Confidence intervals are intimately tied to
sample size. The larger the sample, the narrower
the confidence interval; the smaller the sample,
the wider the confidence interval-all other
things being equal. Statements about confidence
intervals usually take the following form: "The
nursing satisfaction score is 86, and the 95%
confidence interval ranges from 82 to 90."
We can interpret this statement as saying that
we are 95% confident that the "true"
nursing satisfaction score lies between 82 and
90. If we had sampled 900 patients instead of
300, the 95% confidence interval would have
been narrower (85 to 87, say); and if we had
sampled only 50 of the 1,000 patients, the 95%
confidence interval would have been wider (maybe
76 to 96).
We hear people using confidence intervals almost
every day, though we may not realize it. If
a news anchor tells us "The president's
approval rating is 67%, subject to a 3% margin
of error," we can be 95% certain that the
true rating lies between 64% and 70%.
Why do we use 95% confidence intervals, when
we could just as easily calculate 90% or 99%
confidence intervals? It's directly related
to the p value criterion of .05 (or 5%) that
researchers have used for decades. What we're
saying is that we're willing to take a 1 in
20 chance of being wrong when we claim that
something is statistically significant. People
use different p values and confidence intervals
in special situations, but .05 and 95% seem
to work most of the time.
Some years ago Dr. Brent James of Intermountain
Health Care developed a technique whereby an
SPC chart can quickly be converted into a (pseudo)
confidence interval chart. The first chart below
is a standard three-sigma SPC chart showing
fictitious patient satisfaction scores for St.
From the alphabet soup of significant triggers,
it's clear that the folks at St. Elsewhere have
been doing something right over the last 4-5
years. Looking at the centerline of the chart,
however, we note that it's around 68, which
seems a little low.
Suppose we know that the national norm for
patient satisfaction is 75. With two simple
tricks we can turn this three-sigma SPC chart
into a 95% confidence interval chart. First,
we change the "number of sigmas" from
the default of three to two. Second, we "fix"

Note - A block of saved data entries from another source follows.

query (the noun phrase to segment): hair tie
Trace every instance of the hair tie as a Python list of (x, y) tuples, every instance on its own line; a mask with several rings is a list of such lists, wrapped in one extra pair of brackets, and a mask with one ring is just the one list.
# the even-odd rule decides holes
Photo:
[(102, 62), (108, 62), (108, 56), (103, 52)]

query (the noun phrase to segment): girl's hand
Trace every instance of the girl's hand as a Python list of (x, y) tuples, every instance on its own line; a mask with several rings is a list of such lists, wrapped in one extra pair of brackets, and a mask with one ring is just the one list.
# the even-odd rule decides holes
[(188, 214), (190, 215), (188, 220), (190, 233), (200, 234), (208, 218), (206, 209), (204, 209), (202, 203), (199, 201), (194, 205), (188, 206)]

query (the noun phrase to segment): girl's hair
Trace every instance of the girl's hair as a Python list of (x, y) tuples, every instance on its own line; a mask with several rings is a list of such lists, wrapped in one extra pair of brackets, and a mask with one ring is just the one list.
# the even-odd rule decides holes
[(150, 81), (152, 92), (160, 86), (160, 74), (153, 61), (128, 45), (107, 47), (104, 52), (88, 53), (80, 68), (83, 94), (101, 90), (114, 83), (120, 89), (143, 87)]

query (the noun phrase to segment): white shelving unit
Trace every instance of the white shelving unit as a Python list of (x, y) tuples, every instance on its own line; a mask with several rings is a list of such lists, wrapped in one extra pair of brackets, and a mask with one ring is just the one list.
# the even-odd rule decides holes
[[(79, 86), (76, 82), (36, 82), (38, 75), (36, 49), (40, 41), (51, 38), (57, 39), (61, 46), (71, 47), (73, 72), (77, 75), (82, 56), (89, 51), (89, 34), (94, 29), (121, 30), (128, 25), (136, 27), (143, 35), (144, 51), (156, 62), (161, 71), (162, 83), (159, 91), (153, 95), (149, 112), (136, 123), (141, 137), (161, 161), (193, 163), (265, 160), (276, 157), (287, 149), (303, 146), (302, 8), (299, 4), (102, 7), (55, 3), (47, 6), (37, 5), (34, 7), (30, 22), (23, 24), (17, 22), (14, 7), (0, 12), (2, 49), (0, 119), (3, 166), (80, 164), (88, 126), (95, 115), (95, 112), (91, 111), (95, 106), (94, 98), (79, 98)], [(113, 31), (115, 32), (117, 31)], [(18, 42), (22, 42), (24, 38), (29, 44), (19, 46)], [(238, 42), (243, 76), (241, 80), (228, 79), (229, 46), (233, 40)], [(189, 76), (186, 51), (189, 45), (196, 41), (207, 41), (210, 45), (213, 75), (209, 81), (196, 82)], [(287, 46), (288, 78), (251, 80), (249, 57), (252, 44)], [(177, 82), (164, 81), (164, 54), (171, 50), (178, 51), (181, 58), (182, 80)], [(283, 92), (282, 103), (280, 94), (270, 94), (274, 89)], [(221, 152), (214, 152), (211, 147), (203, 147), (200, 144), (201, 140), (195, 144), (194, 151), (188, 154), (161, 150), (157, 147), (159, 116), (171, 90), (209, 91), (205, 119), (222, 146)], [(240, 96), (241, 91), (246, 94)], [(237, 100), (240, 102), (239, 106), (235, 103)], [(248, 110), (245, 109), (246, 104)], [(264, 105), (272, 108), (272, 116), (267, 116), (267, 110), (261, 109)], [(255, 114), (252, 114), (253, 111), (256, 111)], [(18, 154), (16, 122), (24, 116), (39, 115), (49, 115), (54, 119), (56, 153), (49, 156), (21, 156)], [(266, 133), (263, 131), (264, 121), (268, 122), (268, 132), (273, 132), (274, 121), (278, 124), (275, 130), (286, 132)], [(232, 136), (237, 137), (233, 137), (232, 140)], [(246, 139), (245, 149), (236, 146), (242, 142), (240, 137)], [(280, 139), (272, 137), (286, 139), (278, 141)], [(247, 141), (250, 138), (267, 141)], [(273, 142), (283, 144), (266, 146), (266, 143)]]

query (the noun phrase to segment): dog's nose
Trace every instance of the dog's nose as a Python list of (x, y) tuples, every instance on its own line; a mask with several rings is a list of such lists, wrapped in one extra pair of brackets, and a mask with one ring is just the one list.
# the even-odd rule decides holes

the centerline at 75, rather than letting it
default to the mean of (around) 68. The chart
below shows the result.
These two charts look a little different because
of different y-axis scales, but they are plotting
exactly the same data (note, for example, that
the first data point is just under 65). The
"rule letters" have been turned off
in the second chart, since they have no bearing
in its interpretation. We interpret this chart
as follows: if a data point is inside the two-sigma
envelope, it is not different (statistically)
from the target. If it lies outside the envelope,
it is significantly above (or below) the target.
I made up this example deliberately to show
how two very different conclusions could be
drawn from the same set of data. The SPC chart
shows significant positive progress; the CI
chart shows five years of significant negative
performance. Looking at the SPC chart alone,
leadership at St. Elsewhere might have been
content to rest on their laurels. Looking at
the CI chart, they realize that given their
very low starting point, they still have some
work to do.
Patterns like this have shown up at Sutter
Health, but so have many others. There are several
cases where a process has been completely under
control for 6-7 years, with every data point
significantly favorable to target. The variations
are endless, and looking at our data this way
has been eye opening.
Technical Note: I called this a pseudo confidence
interval chart because, with the exception of
p charts, two sigma is not identical to 2 (1.96)
standard errors. It is very close, however,
and I should point out that we're using these
CI charts at Sutter Health for directional guidance,
not precision reporting or inferential statistics.